Re: Implied LWS questions

Julian Reschke wrote:
>   HTTP-Version   = "HTTP" "/" 1*DIGIT "." 1*DIGIT"
> 
> So, do "HTTP" and "/" qualify as instances of quoted-string?

I think the grammar is eating your brain :-). "quoted-string" means that
the *result* is quoted, not the *rule*. The strings generated by those
rules don't have quotes around them, so no, they're not quoted strings.
But "HTTP" is a token, and "/" is a separator, so yes, *LWS is allowed
between them.

> So, after applying the implied LWS rule, what is the ABNF for HTTP-Version?
> 
> 1) HTTP-Version = "HTTP" *LWS "/" *LWS 1*DIGIT *LWS "." *LWS 1*DIGIT
> 
> or
> 
> 2) HTTP-Version = "HTTP" *LWS "/" 1*DIGIT "." 1*DIGIT

I would say

  3) HTTP-Version = "HTTP" *LWS "/" *LWS 1*DIGIT "." 1*DIGIT

Because "/" is a separator and "HTTP" and 1*DIGIT are tokens, but "." is
neither a separator nor a token.

> So, does http-URL allow *LWS anywhere? It's certainly not supposed to,
> but I think the rules allow it between "http:" and "//".

As I read it, you can't put *LWS between "http:" and "//", because
neither of those strings is a token, a quoted string, or a separator.
(I'm assuming you're not allowed to treat the string "http:" as though
it was the same as "http" ":".) However, you could have *LWS around the
":" separating host and port, or the "?" separating path and query.
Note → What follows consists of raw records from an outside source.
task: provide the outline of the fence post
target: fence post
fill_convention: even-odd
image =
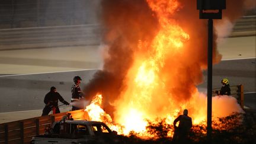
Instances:
[[[36,135],[39,135],[39,119],[36,119]]]
[[[53,123],[55,121],[55,116],[51,116],[51,120],[52,120],[52,124],[53,124]]]
[[[8,124],[5,124],[5,143],[8,144]]]
[[[24,122],[20,122],[21,143],[24,143]]]
[[[241,106],[242,108],[244,109],[244,85],[240,85],[240,100],[241,100]]]

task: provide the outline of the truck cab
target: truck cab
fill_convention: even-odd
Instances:
[[[117,134],[103,122],[61,120],[44,135],[33,137],[31,143],[116,143],[120,141]]]

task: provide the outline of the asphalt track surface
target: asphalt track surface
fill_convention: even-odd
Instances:
[[[228,78],[231,85],[244,85],[245,105],[256,108],[256,59],[221,61],[213,68],[213,88],[221,87],[220,81]],[[0,113],[42,109],[43,98],[50,87],[68,101],[71,98],[72,78],[79,75],[83,79],[81,87],[92,78],[96,69],[18,75],[0,76]],[[198,86],[200,91],[207,89],[207,72],[203,72],[205,81]]]

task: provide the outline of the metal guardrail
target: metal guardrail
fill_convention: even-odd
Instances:
[[[231,96],[235,98],[238,104],[241,105],[242,108],[244,106],[244,85],[232,85],[230,87],[231,88]],[[214,92],[215,91],[219,91],[220,88],[213,89],[212,95],[213,97],[217,95]]]
[[[88,119],[82,109],[0,124],[0,144],[30,143],[32,137],[43,134],[45,128],[68,113],[76,120]]]

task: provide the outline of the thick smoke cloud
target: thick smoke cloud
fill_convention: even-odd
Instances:
[[[89,99],[102,93],[106,106],[125,87],[123,80],[133,62],[133,49],[139,40],[153,38],[158,21],[145,1],[103,0],[101,5],[103,41],[108,46],[108,56],[104,59],[103,70],[95,73],[85,91]]]
[[[227,1],[223,18],[234,22],[243,14],[244,7],[241,5],[245,5],[248,1]],[[164,77],[169,76],[170,72],[177,73],[169,76],[172,78],[168,78],[165,83],[167,86],[176,84],[175,88],[170,88],[168,92],[173,95],[174,102],[185,102],[196,91],[195,85],[202,82],[201,71],[207,67],[207,20],[199,19],[195,1],[181,0],[179,2],[181,8],[170,15],[170,19],[175,20],[189,34],[190,40],[184,43],[180,55],[165,60],[161,75]],[[108,56],[104,59],[103,70],[95,73],[85,91],[88,99],[97,92],[103,94],[104,107],[107,113],[113,114],[113,107],[110,105],[126,88],[123,82],[133,64],[135,53],[138,51],[139,40],[151,41],[159,30],[159,24],[156,14],[146,1],[103,0],[101,5],[102,23],[105,30],[103,41],[107,46]],[[214,63],[221,59],[216,47],[217,38],[215,33]],[[171,69],[175,71],[170,71]],[[164,101],[159,104],[162,103]]]

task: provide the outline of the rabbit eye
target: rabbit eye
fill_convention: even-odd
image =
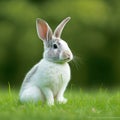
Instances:
[[[57,49],[58,46],[57,46],[56,44],[53,44],[53,48],[54,48],[54,49]]]

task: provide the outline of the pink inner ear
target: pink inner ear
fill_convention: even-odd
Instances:
[[[47,26],[45,23],[39,23],[39,34],[43,40],[46,40],[47,37]]]

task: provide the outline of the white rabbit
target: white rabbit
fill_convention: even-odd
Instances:
[[[46,21],[37,18],[36,27],[39,38],[44,43],[43,59],[26,75],[20,90],[20,101],[47,102],[54,105],[66,103],[64,91],[70,81],[71,72],[68,62],[73,54],[60,36],[70,17],[64,19],[52,33]]]

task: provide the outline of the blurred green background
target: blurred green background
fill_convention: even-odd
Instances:
[[[43,53],[36,18],[52,29],[67,16],[62,38],[72,49],[70,87],[119,87],[120,0],[0,0],[0,86],[20,87]]]

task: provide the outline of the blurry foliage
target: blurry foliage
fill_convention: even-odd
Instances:
[[[1,0],[0,83],[19,85],[43,53],[35,21],[45,19],[52,29],[67,16],[62,34],[75,59],[71,84],[78,87],[117,86],[120,83],[119,0]]]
But I'd totally believe you if you claimed that 2616 never meant for
implied *LWS to apply inside rules imported from other specs.


Request-Line has the same problem as http-URL with *LWS around "?".
Given that there are already rules in the running text stating that you
can't have CR or LF in the Request-Line or Status-Line (meaning that any
implied *LWS appearing there is not really LWS anyway...), we should
probably just say that the implied *LWS rule was also not meant to apply
to the Request-Line and Status-Line. (This is already implied by the
"Tolerant Applications" appendix; there would be no need to say that
apps "SHOULD accept any amount of SP or HTAB characters between fields"
if implied *LWS was in effect there.)


Another major oddity of implied *LWS is this:

    chunk          = chunk-size [ chunk-extension ] CRLF
                     chunk-data CRLF
    chunk-extension= *( ";" chunk-ext-name [ "=" chunk-ext-val ] )
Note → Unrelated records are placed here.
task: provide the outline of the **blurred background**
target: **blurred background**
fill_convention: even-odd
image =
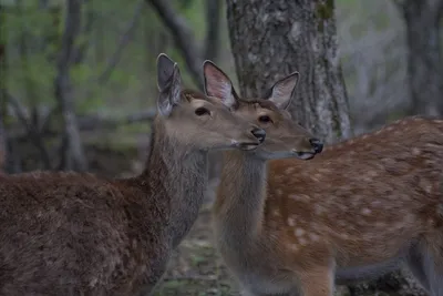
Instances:
[[[140,173],[161,52],[185,86],[202,89],[210,59],[246,96],[299,71],[292,114],[329,143],[441,116],[442,13],[443,0],[0,0],[0,165]],[[213,198],[156,295],[238,295],[210,239]],[[338,293],[422,295],[399,274]]]

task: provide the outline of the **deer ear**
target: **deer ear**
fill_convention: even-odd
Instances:
[[[298,72],[293,72],[277,81],[270,89],[270,96],[268,100],[275,103],[280,110],[287,109],[292,100],[292,93],[297,86],[299,76],[300,74]]]
[[[203,63],[203,75],[206,95],[222,100],[228,108],[237,104],[233,82],[214,62],[206,60]]]
[[[177,63],[171,60],[165,53],[157,58],[157,86],[159,95],[157,110],[163,116],[168,116],[174,105],[179,102],[182,78]]]

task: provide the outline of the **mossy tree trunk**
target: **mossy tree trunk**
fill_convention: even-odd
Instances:
[[[331,143],[351,135],[332,0],[227,0],[240,92],[260,95],[292,71],[296,120]]]
[[[333,0],[227,0],[227,18],[243,96],[258,96],[298,71],[293,118],[328,143],[352,135]],[[350,292],[419,295],[420,288],[393,273]]]

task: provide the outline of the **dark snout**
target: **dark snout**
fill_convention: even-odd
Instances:
[[[255,129],[251,131],[251,133],[254,134],[255,137],[258,139],[258,141],[259,141],[260,143],[262,143],[262,142],[265,141],[265,137],[266,137],[266,132],[265,132],[265,130],[255,127]]]
[[[309,140],[309,143],[316,153],[320,153],[323,150],[323,143],[318,139],[312,137]]]

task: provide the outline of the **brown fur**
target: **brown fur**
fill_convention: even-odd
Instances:
[[[225,153],[214,205],[218,248],[245,295],[331,296],[334,279],[401,264],[443,295],[443,120],[404,119],[309,162],[267,164],[267,141],[288,133],[276,125],[261,125],[256,151]]]
[[[178,69],[159,59],[161,114],[141,175],[1,177],[0,295],[148,295],[197,217],[207,151],[237,147],[233,140],[257,146],[257,129],[220,100],[189,91],[175,98]],[[210,115],[196,115],[202,105]]]

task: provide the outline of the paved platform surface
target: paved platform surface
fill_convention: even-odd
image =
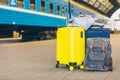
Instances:
[[[0,80],[120,80],[120,34],[111,35],[113,72],[55,68],[56,40],[0,40]]]

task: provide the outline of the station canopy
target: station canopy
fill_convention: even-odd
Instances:
[[[111,17],[111,15],[120,8],[120,0],[73,0],[86,5],[99,13]]]

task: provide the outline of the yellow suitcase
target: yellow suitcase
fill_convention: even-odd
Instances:
[[[67,65],[70,71],[75,66],[83,69],[85,58],[85,30],[82,27],[65,27],[57,30],[57,64]]]

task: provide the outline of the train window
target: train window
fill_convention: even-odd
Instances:
[[[45,12],[45,0],[41,0],[41,11]]]
[[[64,9],[64,7],[62,7],[62,16],[64,16],[65,15],[65,9]]]
[[[17,7],[24,8],[24,0],[17,0]]]
[[[53,14],[53,3],[50,3],[50,13]]]
[[[31,10],[35,10],[36,9],[35,0],[30,0],[30,8],[31,8]]]
[[[0,0],[0,4],[8,5],[8,0]]]
[[[57,15],[60,15],[60,5],[57,6]]]

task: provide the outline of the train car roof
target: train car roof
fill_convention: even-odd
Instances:
[[[111,17],[120,8],[120,0],[70,0],[90,7],[102,15]]]

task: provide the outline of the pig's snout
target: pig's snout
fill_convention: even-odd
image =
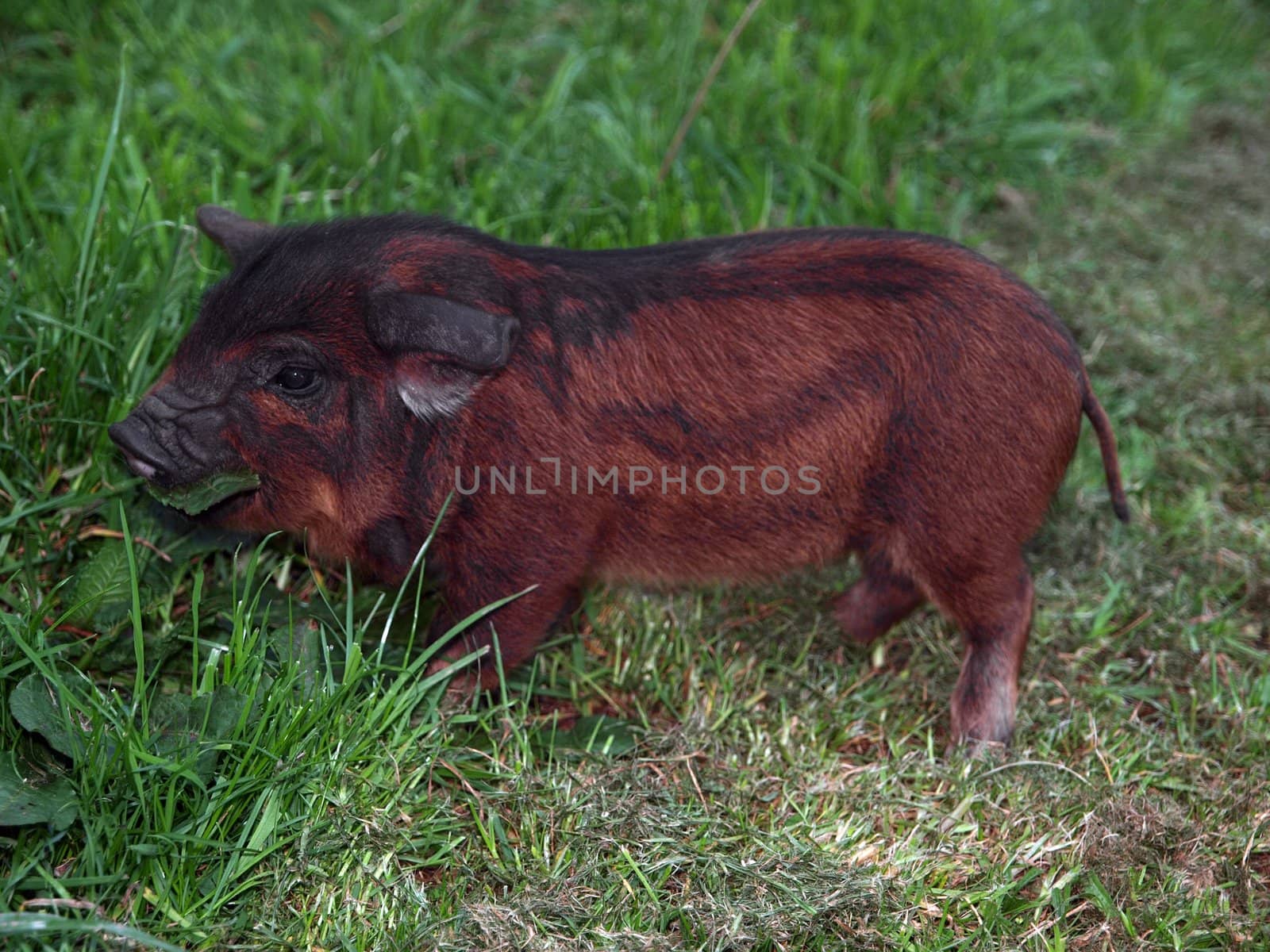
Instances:
[[[163,486],[196,482],[224,465],[225,413],[170,387],[156,391],[107,432],[128,467]]]

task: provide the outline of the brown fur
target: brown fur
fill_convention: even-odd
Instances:
[[[965,633],[954,735],[1007,741],[1033,608],[1021,546],[1082,414],[1128,513],[1071,336],[1031,289],[951,242],[822,230],[569,253],[401,218],[244,235],[218,236],[240,268],[210,297],[175,380],[268,338],[244,341],[217,316],[244,297],[271,315],[306,302],[319,317],[278,317],[273,333],[309,340],[340,369],[320,405],[251,392],[225,439],[265,486],[216,518],[306,532],[324,556],[395,581],[450,499],[429,556],[443,592],[436,632],[526,593],[451,656],[497,630],[504,668],[525,661],[593,580],[761,579],[855,552],[862,578],[834,607],[847,635],[866,644],[933,603]],[[290,284],[276,288],[279,303],[268,282]],[[366,330],[376,287],[514,317],[514,350],[479,373],[386,352]],[[464,402],[415,419],[395,396],[403,382],[457,387]],[[725,476],[715,494],[693,481],[710,466]],[[516,491],[451,495],[456,472],[462,485],[490,467],[514,467]],[[588,467],[617,467],[622,491],[575,491],[570,473],[584,480]],[[630,491],[631,467],[652,485]],[[682,491],[663,491],[663,467],[685,467]],[[752,467],[747,493],[732,467]],[[785,493],[761,490],[767,467],[791,477]],[[799,491],[803,467],[819,491]],[[483,661],[480,677],[490,684],[495,666]]]

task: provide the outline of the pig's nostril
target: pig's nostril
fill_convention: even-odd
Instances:
[[[109,426],[107,433],[110,434],[110,439],[123,451],[123,458],[127,461],[128,468],[137,473],[137,476],[152,480],[165,475],[169,467],[164,463],[161,453],[154,446],[154,440],[144,424],[130,416]]]

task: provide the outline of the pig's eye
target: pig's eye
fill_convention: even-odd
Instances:
[[[283,367],[272,382],[291,396],[311,393],[318,388],[318,371],[312,367]]]

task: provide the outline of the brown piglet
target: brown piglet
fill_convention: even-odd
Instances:
[[[954,739],[1007,743],[1022,546],[1082,415],[1128,519],[1071,334],[950,241],[814,228],[580,251],[408,215],[273,227],[207,206],[198,222],[234,269],[110,435],[161,487],[250,470],[258,487],[198,518],[286,529],[387,584],[443,512],[434,632],[525,593],[451,656],[497,632],[503,665],[525,661],[594,580],[856,553],[847,636],[932,603],[965,638]]]

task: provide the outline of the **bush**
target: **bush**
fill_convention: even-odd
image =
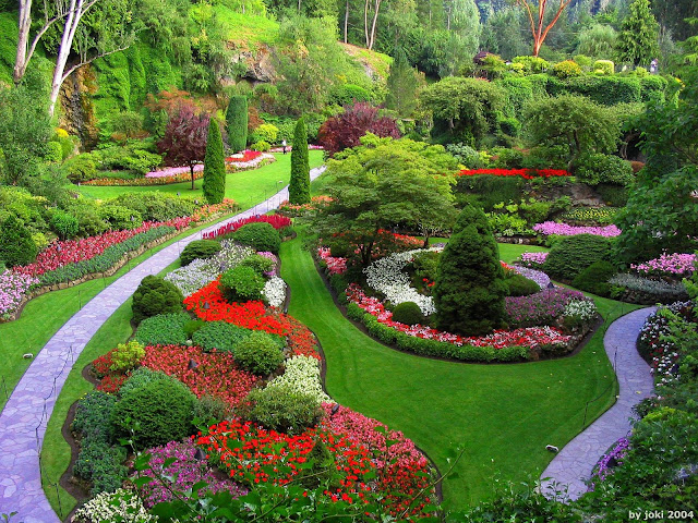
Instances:
[[[593,234],[563,238],[550,250],[543,270],[551,277],[574,280],[595,262],[611,260],[611,240]]]
[[[185,266],[194,259],[212,258],[220,252],[220,243],[215,240],[194,240],[182,250],[179,259],[182,266]]]
[[[194,429],[196,397],[177,378],[153,374],[156,377],[139,387],[122,388],[111,412],[116,437],[131,438],[133,429],[134,445],[141,449],[181,440]]]
[[[157,276],[146,276],[133,293],[133,320],[140,324],[151,316],[178,313],[182,309],[183,300],[184,296],[174,283]]]
[[[248,400],[250,403],[242,408],[242,417],[278,433],[301,434],[317,426],[324,415],[312,394],[287,387],[256,389],[250,392]]]
[[[254,222],[242,226],[233,234],[236,242],[249,245],[255,251],[268,251],[278,254],[281,246],[279,232],[266,222]]]
[[[284,363],[284,352],[278,339],[263,331],[254,331],[234,349],[240,368],[258,376],[266,376]]]
[[[571,281],[573,287],[599,296],[611,294],[609,280],[617,272],[610,262],[594,262]]]
[[[405,325],[424,324],[424,315],[414,302],[402,302],[393,309],[393,321]]]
Since chunk-size can be parsed as a token, and chunk-extension starts
with a separator, you can in theory put *LWS between them. Which makes
the parsing ambiguous because there's no way to distinguish a
chunk-extension preceded by CR LF SP from a chunk-data that just happens
to look like a chunk-extension.

-- Dan

Received on Friday, 6 June 2008 16:19:06 UTC